Eine Batteriezellenfabrik für Elektroautos – dieses Thema treibt schon lange die hiesigen Politiker um. Trotz beachtlicher Förderung haben bisher (fast) alle Unternehmen abgewunken. Nun wagt es ein chinesischer Konzern: CATL investiert 240 Millionen Euro in ein Werk.

Peking - Hoch aus der Luft sehen die Fabrikgebäude aus wie elektronische Komponenten: streng rechteckig, mit grauen Fassaden und funkelnd blauen Solardächern.
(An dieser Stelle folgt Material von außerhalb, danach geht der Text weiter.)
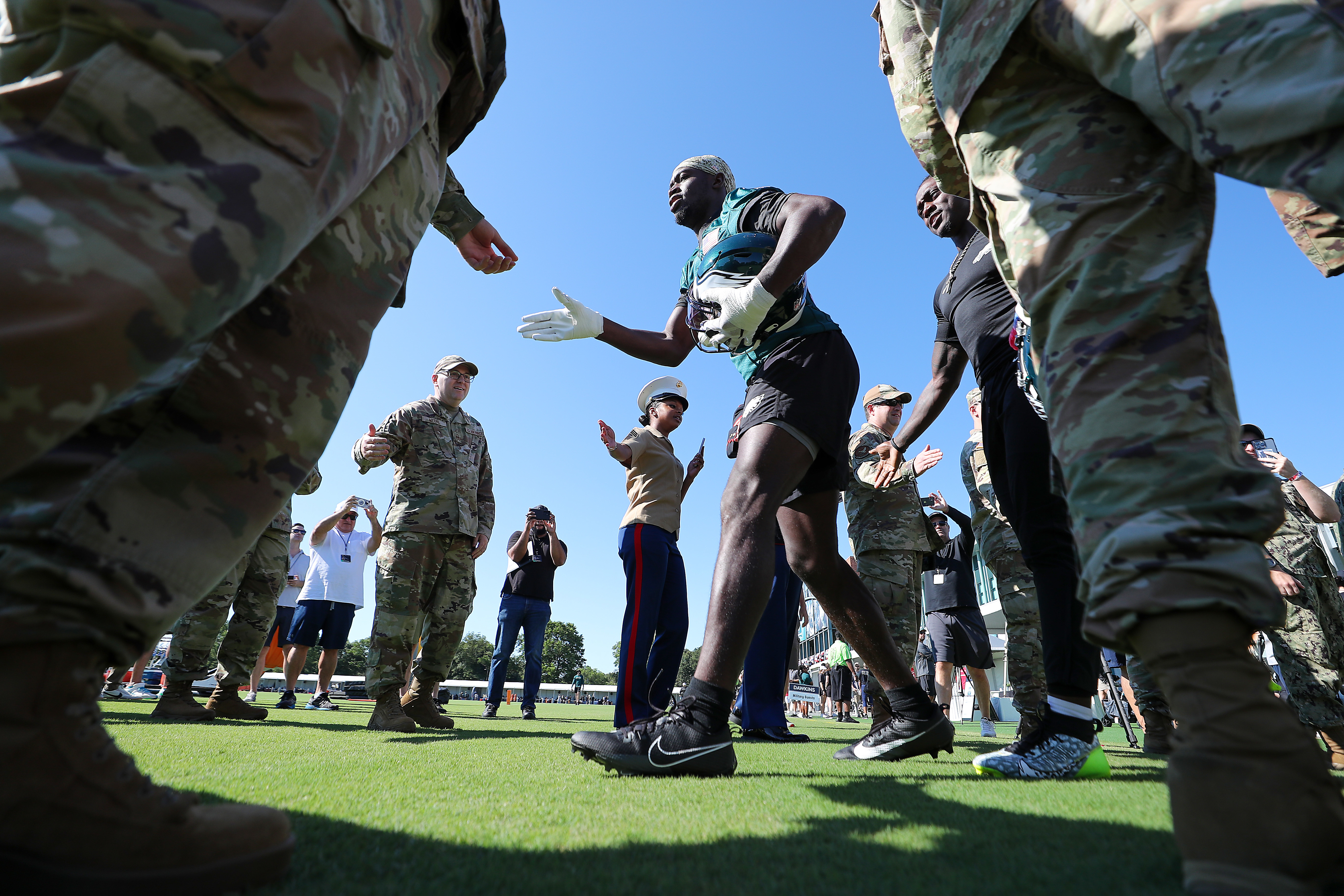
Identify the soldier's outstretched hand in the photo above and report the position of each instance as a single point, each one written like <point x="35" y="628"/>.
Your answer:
<point x="476" y="249"/>
<point x="926" y="460"/>
<point x="374" y="447"/>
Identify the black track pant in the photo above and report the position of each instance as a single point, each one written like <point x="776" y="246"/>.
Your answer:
<point x="1018" y="450"/>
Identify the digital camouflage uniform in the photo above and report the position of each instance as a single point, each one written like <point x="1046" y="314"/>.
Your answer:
<point x="1023" y="659"/>
<point x="205" y="210"/>
<point x="443" y="499"/>
<point x="889" y="535"/>
<point x="253" y="590"/>
<point x="1310" y="645"/>
<point x="1087" y="138"/>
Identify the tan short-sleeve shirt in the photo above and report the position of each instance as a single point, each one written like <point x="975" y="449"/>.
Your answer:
<point x="654" y="481"/>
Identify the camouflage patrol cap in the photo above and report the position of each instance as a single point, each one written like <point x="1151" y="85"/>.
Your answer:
<point x="886" y="394"/>
<point x="453" y="361"/>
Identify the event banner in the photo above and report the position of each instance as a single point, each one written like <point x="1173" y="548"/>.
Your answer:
<point x="806" y="694"/>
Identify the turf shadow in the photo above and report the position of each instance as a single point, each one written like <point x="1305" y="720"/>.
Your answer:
<point x="893" y="839"/>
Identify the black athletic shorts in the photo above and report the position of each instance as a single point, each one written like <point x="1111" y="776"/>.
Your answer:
<point x="842" y="684"/>
<point x="810" y="385"/>
<point x="960" y="637"/>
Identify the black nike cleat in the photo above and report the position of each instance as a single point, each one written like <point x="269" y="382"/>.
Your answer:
<point x="670" y="743"/>
<point x="902" y="737"/>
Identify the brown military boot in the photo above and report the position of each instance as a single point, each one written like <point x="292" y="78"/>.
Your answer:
<point x="226" y="704"/>
<point x="1237" y="746"/>
<point x="1158" y="731"/>
<point x="389" y="715"/>
<point x="420" y="706"/>
<point x="66" y="786"/>
<point x="1335" y="741"/>
<point x="177" y="703"/>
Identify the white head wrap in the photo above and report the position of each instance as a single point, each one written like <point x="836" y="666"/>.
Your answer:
<point x="714" y="166"/>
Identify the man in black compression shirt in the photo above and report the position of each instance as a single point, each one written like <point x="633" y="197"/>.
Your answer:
<point x="792" y="461"/>
<point x="975" y="314"/>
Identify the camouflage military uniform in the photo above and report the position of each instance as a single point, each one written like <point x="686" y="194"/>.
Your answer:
<point x="201" y="233"/>
<point x="443" y="499"/>
<point x="889" y="535"/>
<point x="1088" y="138"/>
<point x="1017" y="588"/>
<point x="252" y="589"/>
<point x="1310" y="645"/>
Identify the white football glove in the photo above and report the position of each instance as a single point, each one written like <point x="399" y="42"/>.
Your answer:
<point x="741" y="312"/>
<point x="573" y="322"/>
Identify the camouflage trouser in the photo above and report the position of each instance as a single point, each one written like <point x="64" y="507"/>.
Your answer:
<point x="1147" y="694"/>
<point x="427" y="586"/>
<point x="1310" y="649"/>
<point x="1023" y="659"/>
<point x="252" y="589"/>
<point x="186" y="307"/>
<point x="1092" y="148"/>
<point x="893" y="577"/>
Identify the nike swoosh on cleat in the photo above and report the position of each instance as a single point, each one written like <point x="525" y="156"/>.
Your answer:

Daneben erheben sich wie Skelette die Umrisse neuer Werkshallen. Am Rande der ostchinesischen Großstadt Ningde entsteht die weltweit größte Fertigung von Batterien für Elektroautos. An der Mauer neben dem Tor steht in blauen Lettern „CATL“. Die gleiche Firma wird nun auch in Deutschland langsam zu einer bekannte Größe. Bei den Regierungskonsultationen in Berlin haben Vertreter von CATL und des Landes Thüringen den Bau einer riesigen Fabrik für Batteriezellen bei Erfurt vereinbart. BMW gehört bereits zu den Kunden von CATL. Die Bayern kaufen Batteriezellen im Wert von vier Milliarden Euro bei CATL. Zellen im Wert von 1,5 Milliarden Euro sollen ab 2021 aus der geplanten CATL-Fabrik in Erfurt kommen, sagte BMW-Einkaufsvorstand Markus Duesmann in München. Von Erfurt würden die Zellen dann ins 400 Kilometer entfernte BMW-Werk Dingolfing gefahren, wo sie zu Modulen für den vollelektrischen BMW i-next zusammengebaut würden. Zellen für weitere 2,5 Milliarden Euro kauft BMW bei CATL in China. Auch Daimler hat Interesse bekundet. In China wird Volkswagen demnächst zu den Großkunden gehören.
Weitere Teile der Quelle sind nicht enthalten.